Neither side, however, denies that the leadership of the CGT has acted in an authoritarian, unilateral way, not consulting with other activists and unions, and stifling criticism.

The LCR points out that the way Hortefeux has dealt with the deal, by suddenly declaring to various ministries that only regularisation requests rendered by the CGT would be considered, effectively locking out other organisations, was calculated to divide the movement, by putting activists in competition with each other.

600 members of the various collectives (most of them syndicated in the CGT, ironically) that make up Co-ordination 75 have occupied the CGT-controlled Bourse du Travail (rough equivalent of a Trades Council) on Rue Charlot. I spoke to one of the elected leaders of Co-ordination 75 in the occupied Bourse, while furious CGT full-timers glared at us from an office. "We haven't come to make enemies of the CGT here, but to change the way they're intervening. We want to work together with the CGT. We want a real deal for our members. So the strike will continue indefinitely, and we'll stay in this building indefinitely, until we get that."

The Co-ordination 75 is a federation of four different Parisian neighbourhood organisations – the 11th, the 10th, the 18th and the 19th Collectives. It was formed during 2002 following the occupation of the Basilica Saint Denis, where the occupation of a church by a few dozen sans-papiers sparked a demonstration of 30,000 undocumented migrants, who marched to demand their regularisation. Since then, the government has received delegations from Co-ordination 75 every three months, to receive regularisation requests. One part of the major day-to-day work of Co-ordination 75, aside from political campaigning for mass regularisations, is to help its members make formal regularisation requests. Following the long process of compiling a file, the Co-ordination organises mass depositions of regularisation

I spoke to Yiribou, a member of Co-ordination 75 from Cote d'Ivoire. He had lived in France since 1999 without papers, and had been regularised, thanks to Co-ordination 75, just this year.

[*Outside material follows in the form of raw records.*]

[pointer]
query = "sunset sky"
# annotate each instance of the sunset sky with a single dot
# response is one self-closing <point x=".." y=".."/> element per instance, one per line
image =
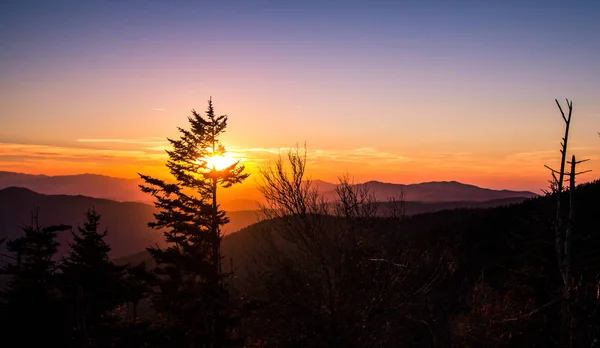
<point x="397" y="91"/>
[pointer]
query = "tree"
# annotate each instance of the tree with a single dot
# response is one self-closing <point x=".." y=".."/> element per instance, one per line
<point x="192" y="296"/>
<point x="90" y="282"/>
<point x="336" y="273"/>
<point x="564" y="232"/>
<point x="30" y="305"/>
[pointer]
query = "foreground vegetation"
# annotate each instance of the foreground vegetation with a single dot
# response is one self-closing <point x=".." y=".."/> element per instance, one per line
<point x="314" y="273"/>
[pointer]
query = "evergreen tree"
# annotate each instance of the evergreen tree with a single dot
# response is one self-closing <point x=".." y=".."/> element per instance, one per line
<point x="193" y="299"/>
<point x="91" y="283"/>
<point x="30" y="308"/>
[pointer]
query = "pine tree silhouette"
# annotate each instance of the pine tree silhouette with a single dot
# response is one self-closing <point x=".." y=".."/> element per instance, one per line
<point x="30" y="307"/>
<point x="91" y="283"/>
<point x="193" y="299"/>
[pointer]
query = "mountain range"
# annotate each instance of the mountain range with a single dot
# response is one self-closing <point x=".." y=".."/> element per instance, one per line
<point x="126" y="221"/>
<point x="127" y="190"/>
<point x="128" y="232"/>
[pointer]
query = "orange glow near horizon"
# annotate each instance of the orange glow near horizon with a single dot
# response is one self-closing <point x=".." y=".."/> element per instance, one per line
<point x="220" y="162"/>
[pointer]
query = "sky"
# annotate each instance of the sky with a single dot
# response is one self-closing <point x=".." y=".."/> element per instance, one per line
<point x="395" y="91"/>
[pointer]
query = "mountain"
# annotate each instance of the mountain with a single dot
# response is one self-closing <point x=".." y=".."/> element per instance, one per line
<point x="437" y="191"/>
<point x="126" y="221"/>
<point x="247" y="197"/>
<point x="91" y="185"/>
<point x="116" y="189"/>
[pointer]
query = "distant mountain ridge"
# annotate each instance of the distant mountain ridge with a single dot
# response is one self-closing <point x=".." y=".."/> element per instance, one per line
<point x="126" y="221"/>
<point x="91" y="185"/>
<point x="127" y="190"/>
<point x="439" y="191"/>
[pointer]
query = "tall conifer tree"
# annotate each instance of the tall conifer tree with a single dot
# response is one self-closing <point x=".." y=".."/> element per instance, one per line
<point x="91" y="283"/>
<point x="30" y="308"/>
<point x="193" y="299"/>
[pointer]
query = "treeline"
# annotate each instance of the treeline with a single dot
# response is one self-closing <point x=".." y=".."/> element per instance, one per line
<point x="314" y="273"/>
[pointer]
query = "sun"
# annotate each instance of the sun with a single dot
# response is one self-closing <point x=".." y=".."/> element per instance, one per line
<point x="219" y="162"/>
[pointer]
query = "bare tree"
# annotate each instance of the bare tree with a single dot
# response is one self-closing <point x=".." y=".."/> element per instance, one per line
<point x="333" y="272"/>
<point x="564" y="232"/>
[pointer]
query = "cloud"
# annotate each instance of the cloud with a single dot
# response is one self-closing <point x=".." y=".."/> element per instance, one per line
<point x="147" y="141"/>
<point x="32" y="152"/>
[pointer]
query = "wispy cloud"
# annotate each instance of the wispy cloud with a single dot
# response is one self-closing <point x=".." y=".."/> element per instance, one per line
<point x="147" y="141"/>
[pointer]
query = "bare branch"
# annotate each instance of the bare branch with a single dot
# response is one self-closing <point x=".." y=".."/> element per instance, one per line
<point x="529" y="314"/>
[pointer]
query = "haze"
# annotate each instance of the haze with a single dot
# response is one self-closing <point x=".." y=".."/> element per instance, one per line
<point x="403" y="92"/>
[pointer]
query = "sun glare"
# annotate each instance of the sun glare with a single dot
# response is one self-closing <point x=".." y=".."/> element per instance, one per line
<point x="220" y="162"/>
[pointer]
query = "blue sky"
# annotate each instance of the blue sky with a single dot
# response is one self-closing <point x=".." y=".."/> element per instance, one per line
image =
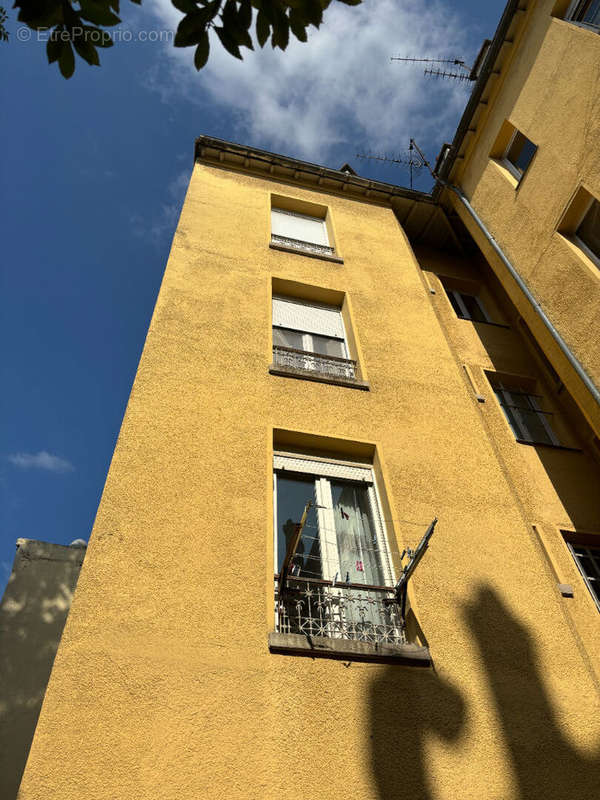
<point x="93" y="175"/>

"Without papers, it was tough. I'd switch jobs, do a month here, a month there. Normally I'd borrow papers from friends to work on – the bosses often didn't realise, but sometimes they knew I was a sans-papiers. Since I got my papers, I've stuck with a job as a train station security guard. It's more secure.

"The worst thing about not having papers was always being afraid, hiding from the cops, knowing that at any moment they could come and say 'you, show me your papers'. But all the same you had to go out every day and work to feed your family, in spite of the risk.

"Co-ordination 75 was a big help. To get your papers, you've got to go and make your request in a big, big group. If you go alone, they mess with you. The officials in the Prefecture think you don't know your stuff, and refuse your request on made-up grounds. Then you can get arrested. If you go in a large group, they know you can't be fooled, and it's harder for them to arrest you.

"But you have to fight for your papers. You can't just go and make the request, because the government is against you. You have to fight."

The LCR is supporting the strikes energetically, but considers the occupation divisive. Jérôme, an activist from the LCR involved in the strike movement, said, “The laws on residency and freedom of movement are imposed on workers, not on bosses, experts, celebrities, or famous sports stars. Workers’ families are obliged to be “whiter than white”. When workers fall ill they become a so-called unbearable burden, working-class pupils and students are undesirable, pensioners are told to go and look elsewhere. By grounding this battle firmly in the terrain of the class struggle, the initiators of this movement have done a great service to all sans-papiers, and to the whole working class.”